Editorial: This pandemic brought to you by…, by Ian McKay

A fast-mutating virus, for sure. A global socio-economic system geared to capital accumulation at any price—including the global climate change and headlong deforestation and spread of industrial agriculture, all virtually guaranteed to propel deadly pathogens into human beings close by. Individualistic polities unable to grasp the need for, let alone implement, comprehensive plans protecting their people. Four long decades of neoliberal hegemony, which disabled social programs that might have mitigated the tragedy.

But over and over again, on a more basic level, this pandemic was brought to the world courtesy of global tourism, by many measures its largest industry, whose exponential growth since the 1970s has meant humankind is interconnected in ways we can now recognize as supremely dangerous.
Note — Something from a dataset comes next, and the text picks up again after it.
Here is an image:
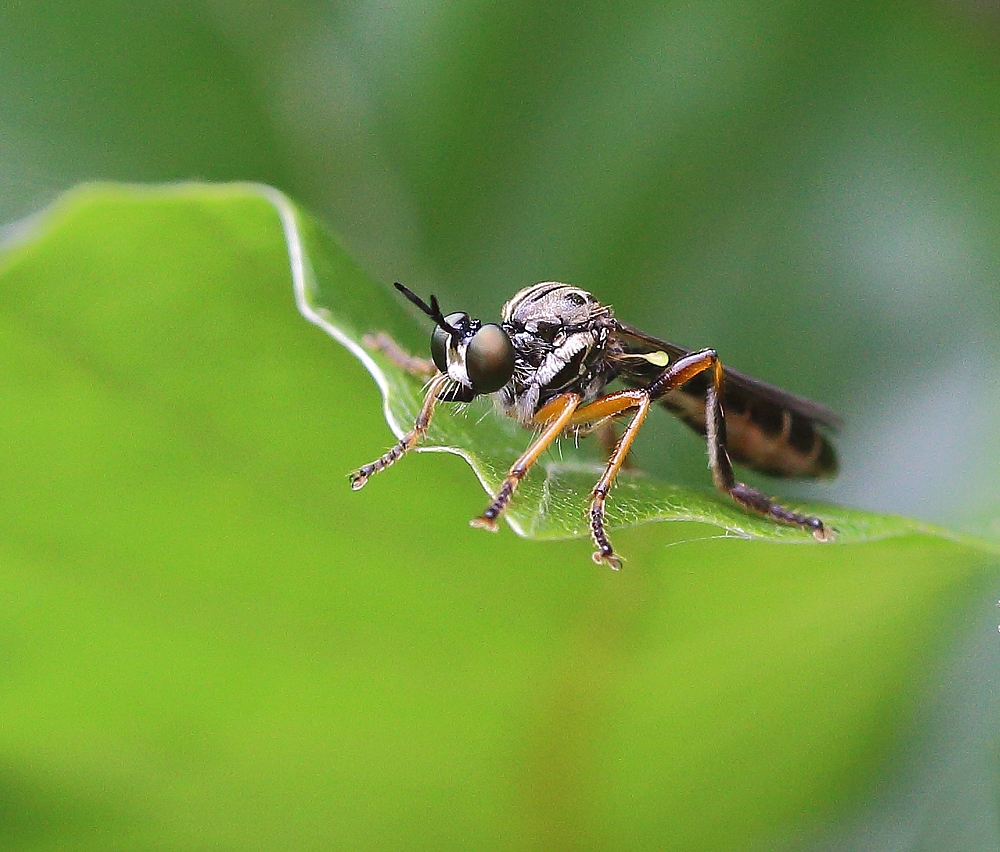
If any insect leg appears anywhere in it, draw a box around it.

The megamachine of mass tourism has been revealed to be a supremely dangerous one, especially if left with minimal regulation. In countless cases, the virus arrived courtesy of travellers. In none did it swim between the continents. Without mass tourism, it’s hard to see how it could have instigated a world-changing pandemic.
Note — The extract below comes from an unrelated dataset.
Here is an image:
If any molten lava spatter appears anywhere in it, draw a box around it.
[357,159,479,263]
“Nobody” by Gauthier Delacroix (CC BY 2.0).

It once seemed unbelievable that this tourism megamachine could ever be geared down, let alone virtually turned off. But, during the pandemic, border closures and the enforcement of safety rules, as well as tourists’ own caution, seemingly offer a pause in its relentless progress. From the perspective of many of mass tourism’s critics, it offered an unexpected chance to step back and take a close look at an industry that has rendered entire cities and  countries dependent on its fickle favour and brought lives of impoverishment and insecurity for its vast casual labour force.

It also allowed people in environments beset with mass tourism—the over-touristed cities of Barcelona, Venice and Lisbon; Mount Everest with its unbecoming traffic jams of earnest tourists struggling to reach the summit as proof of their individual excellence; many islands in the Caribbean, marketed to North Americans as so many interchangeable therapeutic spaces offering sea, sun and sex—a chance to reflect on its pitfalls. As Luc Renaud suggests in our interview with him, an industry promising to deliver prosperity has, in innumerable cases, simply delivered precarity.
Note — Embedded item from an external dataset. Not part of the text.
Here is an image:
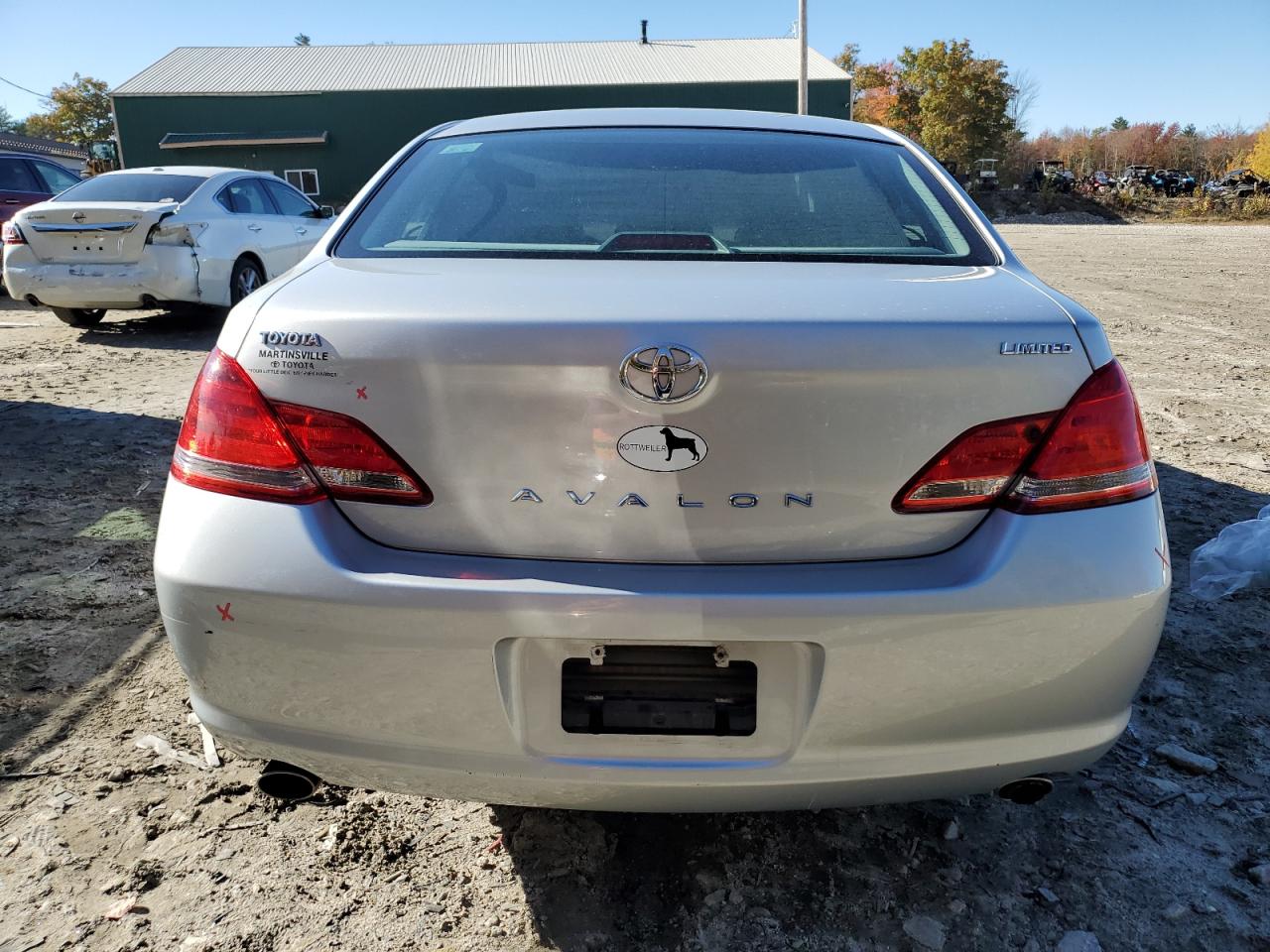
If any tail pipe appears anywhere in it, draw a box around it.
[997,776,1054,806]
[255,761,321,803]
As he tells us, tourism will return. Does it have to return in the same form? Having experienced a pandemic brought to us largely through the commodification of the planet, with mass tourism allowing the virus easy access to most of humanity, cannot humankind imagine a different, less dangerous form of interconnectedness? If we allow it to return in that form—with the argument that, after being cooped up for two years, we just have to have that European vacation, Caribbean cruise, or trek to Everest, for fear of never completing our personal bucket-list—do we not forfeit the right to complain when, predictably and tragically, the same reckless policies generate the same dire results?